Ahmadiyah didirikan Mirza 23 Maret 1889. Sedangkan di Indonesia, masuknya ajaran itu bermula saat tiga pemuda bernama, Abubakar Ayyub, Ahmad Nuruddin, dan Zaini Dahlan melanjutkan pendidikan agamanya di India. Mereka berasal dari Padang Panjang, Sumatra Barat.
Abubakar Ayyub dan Ahmad Nuruddin merupakan lulusan sekolah yang dikelola organisasi massa Islam, Sumatra Thawalib, sedangkan Zaini Dahlan lulusan Madrasah Darun Nabwah.
Pada Desember 1922, Abubakar Ayyub dan Ahmad Nuruddin berangkat ke India, sedangkan Zaini belum bisa ikut karena masih banyak hambatan.
Kepergian ke India atas saran guru mereka. Padahal, awalnya mereka ingin menuntut ilmu ke Mesir yang terkenal dengan Universitas Al Azharnya sebagai pusat studi Islam. Alasan guru mereka, India merupakan pusat pemikiran Islam Modern.
Singkat cerita, Zaini Dahlan akhirnya berhasil berangkat menuju India dan ketiganya berkumpul di Lucknow, India.
Setelah berkumpul, mereka ternyata tidak memutuskan menggali ilmu Islam di India, melainkan ke negara tetangganya, Pakistan di Islamic College, Lahore.
Mereka ke sana karena ingin bertemu imam sebuah masjid di London, Kwaja Kamaluddin. Namun, ketiga warga Nusantara tersebut tidak beruntung.
Mereka tidak bertemu idolanya, Kwaja Kamaluddin, tetapi wakilnya yang bernama Maulana Abdussatar seorang hafiz Quran.
Maulana inilah yang membuat mereka kagum karena cara mengajar ilmu Islamnya tanpa kitab tafsir sehingga berbeda dengan ulama-ulama lainnya.

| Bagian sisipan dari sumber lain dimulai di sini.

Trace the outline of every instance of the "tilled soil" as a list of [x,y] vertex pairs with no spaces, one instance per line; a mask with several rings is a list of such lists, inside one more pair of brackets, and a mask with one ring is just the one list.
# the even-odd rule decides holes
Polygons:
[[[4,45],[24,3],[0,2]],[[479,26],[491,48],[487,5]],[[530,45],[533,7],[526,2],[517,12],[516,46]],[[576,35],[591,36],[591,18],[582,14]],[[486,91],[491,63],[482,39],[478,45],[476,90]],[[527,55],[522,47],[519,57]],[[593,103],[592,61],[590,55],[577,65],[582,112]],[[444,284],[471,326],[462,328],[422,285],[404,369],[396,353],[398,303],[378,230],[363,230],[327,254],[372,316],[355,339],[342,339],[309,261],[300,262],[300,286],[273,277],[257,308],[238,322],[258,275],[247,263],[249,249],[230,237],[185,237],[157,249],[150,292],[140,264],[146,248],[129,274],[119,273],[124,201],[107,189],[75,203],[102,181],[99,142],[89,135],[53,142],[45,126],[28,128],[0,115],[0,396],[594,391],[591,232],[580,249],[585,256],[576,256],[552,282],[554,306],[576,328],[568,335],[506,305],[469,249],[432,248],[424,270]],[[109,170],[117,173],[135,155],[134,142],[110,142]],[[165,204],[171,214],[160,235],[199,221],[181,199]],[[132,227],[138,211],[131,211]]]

Ajaran-ajaran yang mereka terima itu di kemudian hari diketahui bernama Ahmadiyah.
Sampai akhirnya, ketiga pemuda itu melakukan bai’at bersama di tangan Maulana Muhammad Ali, salah seorang pemimpin Ahmadiyah Lahore pada Juli 1923. Sejak itulah mereka mengenal Ahmadiyah ditambah dengan kecintaan mereka terhadap Imam Mahdi.
Pergi ke Qadian
Menurut ajaran Ahmadiyah, Mirzha Gulam Ahmad menganggap dirinya sebagai Imam Mahdi. Ketiga pemuda asal Indonesia itupun ingin sekali mengunjungi tempat kelahiran dan makamnya sehingga keinginan itu disampaikan kepada Maulana Abdussatar.
Tak disangka, Maulana Abdussatar mengizinkan mereka berziarah ke Mirzha Gulam Ahmad dan memerintahkan pergi ke Qadian, sebuah kota kecil di Negara Bagian Punjab, India.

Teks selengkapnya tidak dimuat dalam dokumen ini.